Boltz or felps but not both

Photo by Robert Paul via DreamHack

If onlookers wish to rank SK’s accomplishments as a whole then how can they call SK the best team of the year, and thus boltz a member of the best team of the year, if felps helped put more trophies in their cabinet? If we are to count SK’s titles and finishes with felps, then how does boltz playing for an entirely different team, sometimes against the very SK whose accomplishments are being discussed, factor into the equation and yet not cause a conflict in logic with simultaneously considering his titles with SK as part of the overall ranking for SK? If FalleN, fer and coldzera join FaZe tomorrow, does that mean that at the end of the year FaZe are now the team of the year, since the same logic would presumably dictate that you add that SK trio’s results to FaZe’s? What’s more, how do we resolve that some of those accomplishments came against each other? Where is the line drawn? How many players leaving or joining a team alters their overall ranking for the year? It’s clear there is little but chaos surrounding that conception and no centre to cling to logically with this approach. Speaking about a core has some value but even then is better used simply as a term to structure a narrative than a hard filter to compare and contrast teams against each other from. No, it only makes sense to talk about five man line-ups when discussing the best team of the year or all-time. NiP were the greatest team of all-time because of what their line-up with fifflaren accomplished from 2012 to 2014. That four of their players stayed together for almost three more years does not add to their greatness, as each player introduced to the team reset the clock on accomplishments and created a new legacy and chapter in NiP’s history. It makes more sense to contrast NiP with Maikelele and NiP with Pyth to NiP with fifflaren than it does to consider them all somehow the same team and thus grant them the status of best team of all-time on the basis of their collected titles won and placings achieved. FaZe’s run of three straight finals and four straight top four finishes after adding NiKo was spectacular, but had little to do with the current FaZe line-up’s accomplishments and legacy as a great team.

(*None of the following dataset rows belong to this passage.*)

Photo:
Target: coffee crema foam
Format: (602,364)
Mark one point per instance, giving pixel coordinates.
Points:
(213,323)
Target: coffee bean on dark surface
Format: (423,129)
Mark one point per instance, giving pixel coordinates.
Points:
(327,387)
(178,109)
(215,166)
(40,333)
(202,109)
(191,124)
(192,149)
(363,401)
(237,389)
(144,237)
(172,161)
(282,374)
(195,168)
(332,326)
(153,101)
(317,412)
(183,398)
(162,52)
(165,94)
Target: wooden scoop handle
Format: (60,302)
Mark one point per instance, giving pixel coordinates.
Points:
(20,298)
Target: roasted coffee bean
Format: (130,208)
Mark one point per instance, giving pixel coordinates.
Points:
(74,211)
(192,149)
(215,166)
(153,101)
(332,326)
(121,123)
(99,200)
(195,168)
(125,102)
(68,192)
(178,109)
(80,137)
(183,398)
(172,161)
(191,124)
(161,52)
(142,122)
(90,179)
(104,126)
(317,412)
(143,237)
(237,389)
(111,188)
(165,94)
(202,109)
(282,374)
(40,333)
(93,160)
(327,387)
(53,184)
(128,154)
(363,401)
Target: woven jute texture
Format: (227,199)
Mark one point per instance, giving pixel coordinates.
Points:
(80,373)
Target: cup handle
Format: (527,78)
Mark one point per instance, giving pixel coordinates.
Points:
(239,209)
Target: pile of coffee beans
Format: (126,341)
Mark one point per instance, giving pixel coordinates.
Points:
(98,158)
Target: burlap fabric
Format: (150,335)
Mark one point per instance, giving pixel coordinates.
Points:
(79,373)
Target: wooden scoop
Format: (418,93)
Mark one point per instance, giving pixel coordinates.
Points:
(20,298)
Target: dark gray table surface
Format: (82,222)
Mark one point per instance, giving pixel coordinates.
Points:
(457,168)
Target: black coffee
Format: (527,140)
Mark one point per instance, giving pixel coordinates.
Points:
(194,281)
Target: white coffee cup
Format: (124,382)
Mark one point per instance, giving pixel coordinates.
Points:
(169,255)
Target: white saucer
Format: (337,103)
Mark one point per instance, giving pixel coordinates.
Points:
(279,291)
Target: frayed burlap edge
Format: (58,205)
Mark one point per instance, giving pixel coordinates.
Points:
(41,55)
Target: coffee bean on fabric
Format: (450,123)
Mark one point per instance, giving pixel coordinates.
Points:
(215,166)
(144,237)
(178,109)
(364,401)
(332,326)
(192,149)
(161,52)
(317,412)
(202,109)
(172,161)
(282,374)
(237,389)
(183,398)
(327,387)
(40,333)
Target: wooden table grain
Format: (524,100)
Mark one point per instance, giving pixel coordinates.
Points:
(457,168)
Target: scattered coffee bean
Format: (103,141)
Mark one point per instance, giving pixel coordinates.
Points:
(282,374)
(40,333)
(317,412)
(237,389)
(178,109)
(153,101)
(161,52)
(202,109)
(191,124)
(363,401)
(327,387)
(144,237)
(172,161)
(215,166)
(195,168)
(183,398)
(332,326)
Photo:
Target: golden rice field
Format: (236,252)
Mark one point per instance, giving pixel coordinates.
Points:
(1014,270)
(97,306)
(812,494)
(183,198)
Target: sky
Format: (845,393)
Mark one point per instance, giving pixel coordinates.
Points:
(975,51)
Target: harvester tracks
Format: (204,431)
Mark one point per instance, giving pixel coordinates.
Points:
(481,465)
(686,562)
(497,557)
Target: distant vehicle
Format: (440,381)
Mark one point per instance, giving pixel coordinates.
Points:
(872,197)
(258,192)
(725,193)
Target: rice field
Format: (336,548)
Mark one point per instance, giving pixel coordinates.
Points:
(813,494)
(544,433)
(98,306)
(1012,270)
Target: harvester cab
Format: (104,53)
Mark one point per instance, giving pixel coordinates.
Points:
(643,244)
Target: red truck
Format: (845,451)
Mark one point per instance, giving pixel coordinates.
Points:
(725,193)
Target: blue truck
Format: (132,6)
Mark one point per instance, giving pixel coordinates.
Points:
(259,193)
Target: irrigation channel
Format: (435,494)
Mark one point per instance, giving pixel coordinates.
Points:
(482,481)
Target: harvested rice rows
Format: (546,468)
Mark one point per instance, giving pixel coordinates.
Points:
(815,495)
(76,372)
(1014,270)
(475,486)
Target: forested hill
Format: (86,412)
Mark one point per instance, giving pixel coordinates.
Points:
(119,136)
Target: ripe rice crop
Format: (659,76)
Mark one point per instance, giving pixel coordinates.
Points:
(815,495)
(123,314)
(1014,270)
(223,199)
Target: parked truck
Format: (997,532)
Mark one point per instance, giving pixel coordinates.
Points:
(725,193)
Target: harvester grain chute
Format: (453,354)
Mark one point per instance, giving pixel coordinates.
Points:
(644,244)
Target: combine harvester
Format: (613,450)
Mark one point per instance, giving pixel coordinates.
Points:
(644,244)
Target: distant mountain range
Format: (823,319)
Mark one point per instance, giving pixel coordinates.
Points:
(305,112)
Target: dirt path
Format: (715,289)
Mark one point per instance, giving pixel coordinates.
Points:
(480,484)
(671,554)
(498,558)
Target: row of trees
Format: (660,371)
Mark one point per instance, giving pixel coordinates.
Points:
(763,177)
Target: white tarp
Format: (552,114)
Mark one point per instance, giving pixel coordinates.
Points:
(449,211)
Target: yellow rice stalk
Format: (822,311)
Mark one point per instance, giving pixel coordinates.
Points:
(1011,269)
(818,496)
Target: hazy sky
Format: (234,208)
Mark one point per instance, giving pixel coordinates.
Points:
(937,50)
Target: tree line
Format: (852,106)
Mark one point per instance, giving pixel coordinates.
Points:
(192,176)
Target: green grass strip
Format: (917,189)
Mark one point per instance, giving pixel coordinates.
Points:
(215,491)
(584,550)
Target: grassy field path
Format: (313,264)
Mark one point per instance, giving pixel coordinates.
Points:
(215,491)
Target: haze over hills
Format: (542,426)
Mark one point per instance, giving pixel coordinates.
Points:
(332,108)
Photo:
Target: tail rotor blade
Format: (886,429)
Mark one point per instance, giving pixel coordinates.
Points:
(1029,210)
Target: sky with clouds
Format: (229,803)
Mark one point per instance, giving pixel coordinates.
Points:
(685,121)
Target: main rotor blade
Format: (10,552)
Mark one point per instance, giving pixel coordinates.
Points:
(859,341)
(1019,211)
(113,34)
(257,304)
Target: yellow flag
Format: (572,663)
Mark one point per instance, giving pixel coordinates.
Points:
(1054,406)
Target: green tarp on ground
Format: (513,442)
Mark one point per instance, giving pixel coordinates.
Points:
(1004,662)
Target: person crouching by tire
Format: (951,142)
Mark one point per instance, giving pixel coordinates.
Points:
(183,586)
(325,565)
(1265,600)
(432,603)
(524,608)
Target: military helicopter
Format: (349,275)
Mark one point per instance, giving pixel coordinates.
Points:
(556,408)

You get five and that’s all

If a team is the best in a given year and the best of all-time then they need to have earned those titles by playing in the server, which means there can only be five names considered, with a small consideration perhaps given for a team who run a true six man line-up rotation—which admittedly has rarely ever been the case, with the SK Gaming of 2003, who needed SpawN to play at the nationality-based WCG, rather than Norwegian IGL elemeNt, perhaps being a lone true exception. SK Gaming with felps may well be the best team of 2017 and are up there on the list of all-time great teams, with the SK Gaming of 2016 jostling with them for placing on the latter, but SK with boltz is a new chapter and a fresh campaign to best the mountain and create a legacy for their team. Players carry over their accomplishments from different line-ups, but it makes little sense for line-ups to, in the context of how we rank them and discuss them.